背後から貫き、両脚を拡げさせて痴態をとらせ、恥ずかしいことを口にさせる。
 女たちは蔦の塔に飼われている間、ぼくの手で、その足枷の錠を開閉される。
飽きたら、女を『雄鹿の館』に売り渡し、『雄鹿の館』の支配人に頼んで調達しておいた
新しい女の中から一人選んで、また蔦の塔に連れ帰ってくる。
 蔦の塔を訪れた客人たちが、四つん這いにさせた女の尻に、新式の責具を
嵌め込んでいる。
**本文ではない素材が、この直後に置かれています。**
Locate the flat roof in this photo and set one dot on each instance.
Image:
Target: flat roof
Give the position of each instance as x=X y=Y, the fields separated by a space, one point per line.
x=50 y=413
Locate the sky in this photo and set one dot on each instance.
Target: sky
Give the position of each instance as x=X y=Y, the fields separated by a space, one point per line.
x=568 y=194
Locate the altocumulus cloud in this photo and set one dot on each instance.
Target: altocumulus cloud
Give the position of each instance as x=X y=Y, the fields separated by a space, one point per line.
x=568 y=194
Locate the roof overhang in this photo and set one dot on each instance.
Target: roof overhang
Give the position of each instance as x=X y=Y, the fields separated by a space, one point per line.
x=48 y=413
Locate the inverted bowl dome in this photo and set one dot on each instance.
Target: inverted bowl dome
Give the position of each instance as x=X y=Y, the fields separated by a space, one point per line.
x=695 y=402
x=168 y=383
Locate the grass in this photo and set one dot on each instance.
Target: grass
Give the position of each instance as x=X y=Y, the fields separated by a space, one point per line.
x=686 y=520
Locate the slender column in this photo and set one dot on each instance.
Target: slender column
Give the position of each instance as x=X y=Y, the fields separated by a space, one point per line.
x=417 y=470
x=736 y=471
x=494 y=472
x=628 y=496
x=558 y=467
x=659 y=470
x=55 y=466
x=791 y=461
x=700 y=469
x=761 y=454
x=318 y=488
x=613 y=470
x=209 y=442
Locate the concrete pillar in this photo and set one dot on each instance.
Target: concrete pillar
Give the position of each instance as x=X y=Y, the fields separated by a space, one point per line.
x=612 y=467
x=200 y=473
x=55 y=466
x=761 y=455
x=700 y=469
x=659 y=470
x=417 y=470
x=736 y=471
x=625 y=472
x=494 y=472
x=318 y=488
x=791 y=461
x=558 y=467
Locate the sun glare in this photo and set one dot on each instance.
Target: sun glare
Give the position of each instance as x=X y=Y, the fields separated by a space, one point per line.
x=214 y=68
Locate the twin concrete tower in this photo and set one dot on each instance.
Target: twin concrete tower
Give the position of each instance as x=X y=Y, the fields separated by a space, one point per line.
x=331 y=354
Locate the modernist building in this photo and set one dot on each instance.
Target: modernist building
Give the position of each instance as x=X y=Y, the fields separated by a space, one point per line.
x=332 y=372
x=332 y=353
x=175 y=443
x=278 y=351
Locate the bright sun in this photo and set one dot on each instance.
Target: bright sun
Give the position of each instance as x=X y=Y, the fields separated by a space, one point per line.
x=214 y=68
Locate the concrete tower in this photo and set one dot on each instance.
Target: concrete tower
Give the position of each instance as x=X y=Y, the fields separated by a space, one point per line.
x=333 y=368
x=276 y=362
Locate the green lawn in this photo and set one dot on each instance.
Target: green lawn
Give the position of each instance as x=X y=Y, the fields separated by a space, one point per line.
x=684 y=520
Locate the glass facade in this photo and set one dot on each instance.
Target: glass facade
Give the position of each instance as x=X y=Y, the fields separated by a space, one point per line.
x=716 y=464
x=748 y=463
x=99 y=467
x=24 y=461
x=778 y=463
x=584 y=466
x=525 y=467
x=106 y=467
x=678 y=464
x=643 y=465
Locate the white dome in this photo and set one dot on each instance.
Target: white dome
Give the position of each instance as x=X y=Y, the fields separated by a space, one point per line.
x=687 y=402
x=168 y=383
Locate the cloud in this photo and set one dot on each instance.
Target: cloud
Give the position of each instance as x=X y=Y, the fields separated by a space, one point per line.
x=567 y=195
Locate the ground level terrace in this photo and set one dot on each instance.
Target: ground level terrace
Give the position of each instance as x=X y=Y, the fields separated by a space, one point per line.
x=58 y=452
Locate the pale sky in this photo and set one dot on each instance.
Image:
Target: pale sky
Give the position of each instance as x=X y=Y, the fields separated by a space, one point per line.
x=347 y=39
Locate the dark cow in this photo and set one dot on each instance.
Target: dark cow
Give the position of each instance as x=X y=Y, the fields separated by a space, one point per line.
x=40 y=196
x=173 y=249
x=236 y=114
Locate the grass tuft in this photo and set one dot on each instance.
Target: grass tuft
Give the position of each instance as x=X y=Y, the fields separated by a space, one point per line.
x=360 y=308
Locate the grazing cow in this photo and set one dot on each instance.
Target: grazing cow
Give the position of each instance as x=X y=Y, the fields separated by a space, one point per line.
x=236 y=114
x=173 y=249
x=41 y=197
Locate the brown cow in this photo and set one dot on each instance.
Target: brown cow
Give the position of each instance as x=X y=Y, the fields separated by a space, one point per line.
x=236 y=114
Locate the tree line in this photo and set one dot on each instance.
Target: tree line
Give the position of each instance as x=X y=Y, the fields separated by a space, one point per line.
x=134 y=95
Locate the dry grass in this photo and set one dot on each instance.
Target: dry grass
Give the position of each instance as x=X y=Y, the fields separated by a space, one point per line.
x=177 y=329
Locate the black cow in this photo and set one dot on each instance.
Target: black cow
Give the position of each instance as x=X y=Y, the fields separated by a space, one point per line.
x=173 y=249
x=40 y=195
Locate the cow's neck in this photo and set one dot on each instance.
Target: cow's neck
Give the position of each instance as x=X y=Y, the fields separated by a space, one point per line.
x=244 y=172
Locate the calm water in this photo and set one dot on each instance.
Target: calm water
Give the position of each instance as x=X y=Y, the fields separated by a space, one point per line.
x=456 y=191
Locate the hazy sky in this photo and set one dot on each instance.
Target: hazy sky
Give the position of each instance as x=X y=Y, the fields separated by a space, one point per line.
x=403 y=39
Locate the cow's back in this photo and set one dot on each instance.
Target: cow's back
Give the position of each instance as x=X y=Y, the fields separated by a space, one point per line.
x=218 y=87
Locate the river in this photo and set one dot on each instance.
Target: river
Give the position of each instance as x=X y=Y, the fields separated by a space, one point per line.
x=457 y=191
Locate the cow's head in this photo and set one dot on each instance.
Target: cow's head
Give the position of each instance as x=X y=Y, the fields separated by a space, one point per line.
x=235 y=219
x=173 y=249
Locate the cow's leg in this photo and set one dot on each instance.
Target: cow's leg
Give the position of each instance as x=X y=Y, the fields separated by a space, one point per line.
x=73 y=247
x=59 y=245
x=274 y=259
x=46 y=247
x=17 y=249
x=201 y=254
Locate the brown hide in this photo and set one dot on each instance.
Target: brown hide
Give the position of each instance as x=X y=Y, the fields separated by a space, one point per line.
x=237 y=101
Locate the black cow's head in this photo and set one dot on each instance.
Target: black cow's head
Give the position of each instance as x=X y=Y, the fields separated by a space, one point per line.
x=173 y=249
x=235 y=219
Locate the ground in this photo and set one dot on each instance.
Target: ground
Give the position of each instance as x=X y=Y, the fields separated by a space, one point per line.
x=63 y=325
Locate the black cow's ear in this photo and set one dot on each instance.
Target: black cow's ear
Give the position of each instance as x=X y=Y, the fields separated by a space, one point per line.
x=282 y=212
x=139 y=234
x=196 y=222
可愛がられている女が引き攣ったなき声を上げている。
それを聴きながら、ぼくは塔の窓に目を向ける。
 曇った窓からは、灰色の河と空しか見えない。雪が降っている。この塔にいた女が
此処から見ていた風景は、白と灰色に閉ざされている。それは清い色だ。
 かつてこの塔にひとりの美しい女がいて、一人の男を愛し、愛された。
 曇った窓に、ぼくの顔が映っている。男たちに犯されている女の姿が映っている。
しかし振り返っても、その女はもうおらず、そして女が愛した男も、ぼくではない。